Добавить в цитаты Настройки чтения

Страница 25 из 26



Пожалуй, об этом судачили и в Билимбаевском управлении и во всем Билимбае. Ведь, кроме жалованья да незначительной платы за лечение, дохода у Петра не было.

Кто же мог знать ту давнюю историю в Петербурге, когда Петр Кузнецов вылечил сына князя? Кто мог знать, что, отказавшись в свое время от платы, Петр позже попросил у князя деньги, и просьба его осталась без ответа? Однако через несколько лет после смерти князя Петр все же деньги получил. Кто вспомнил о крепостном лекаре? Кто щедро расплатился за его великую услугу?

В дневнике есть только краткая, сухая запись:

Деньги на выкуп из крепости у меня теперь есть. Труд мой оплачен.

Перед этой страницей вырвано не менее десяти листов.

Но тайное, спрятанное под семью замками порой становится явным.

Перебирая материалы в одном из архивов, я обратила внимание на заметку в газете «Мануфактурные и горнозаводские известия», в которой поминается, что в 1848 году сын князя N. посетил Билимбаевский завод.

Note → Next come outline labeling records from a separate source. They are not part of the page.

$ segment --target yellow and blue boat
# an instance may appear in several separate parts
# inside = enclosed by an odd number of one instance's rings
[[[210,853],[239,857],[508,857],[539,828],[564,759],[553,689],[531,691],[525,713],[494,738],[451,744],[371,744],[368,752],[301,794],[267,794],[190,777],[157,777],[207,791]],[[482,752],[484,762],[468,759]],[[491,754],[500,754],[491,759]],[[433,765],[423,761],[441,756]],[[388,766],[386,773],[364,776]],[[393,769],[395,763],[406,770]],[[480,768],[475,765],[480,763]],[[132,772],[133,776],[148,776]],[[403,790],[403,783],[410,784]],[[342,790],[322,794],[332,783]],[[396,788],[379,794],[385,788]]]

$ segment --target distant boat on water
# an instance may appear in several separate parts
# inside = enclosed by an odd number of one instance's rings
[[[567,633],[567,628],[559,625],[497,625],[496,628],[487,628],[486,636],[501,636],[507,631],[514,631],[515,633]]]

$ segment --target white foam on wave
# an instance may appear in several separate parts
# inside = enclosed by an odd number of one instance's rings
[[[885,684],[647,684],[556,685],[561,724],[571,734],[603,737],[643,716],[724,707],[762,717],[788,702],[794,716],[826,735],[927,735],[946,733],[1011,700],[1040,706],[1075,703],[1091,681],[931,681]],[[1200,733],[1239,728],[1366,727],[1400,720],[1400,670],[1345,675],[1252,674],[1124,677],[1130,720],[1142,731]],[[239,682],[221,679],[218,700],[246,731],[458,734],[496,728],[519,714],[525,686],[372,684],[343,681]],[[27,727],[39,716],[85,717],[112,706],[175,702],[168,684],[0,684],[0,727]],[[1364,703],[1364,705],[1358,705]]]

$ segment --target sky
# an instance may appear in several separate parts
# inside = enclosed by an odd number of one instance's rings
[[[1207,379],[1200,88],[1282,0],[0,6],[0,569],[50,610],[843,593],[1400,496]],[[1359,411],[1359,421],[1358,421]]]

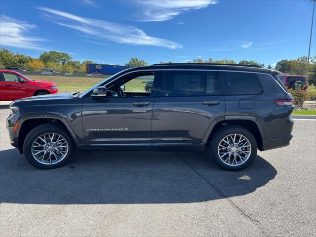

И мысленно я восстановила несколько страниц, уничтоженных в дневнике моего прадеда...

...Уже не хотелось и вспоминать о тех надеждах, которые по молодости лет когда-то связывал Петр с деньгами князя. Надежда окончательно рухнула, когда до него дошли слухи о смерти князя.

А время шло.

Однажды Петр сидел за столом в канцелярии завода и вдруг услышал произнесенное в комнате: «Его сиятельство». Петр подумал вначале, что это игра его воображения. Но имя князя отчетливо произнес второй помощник бухгалтера Антон Петрович.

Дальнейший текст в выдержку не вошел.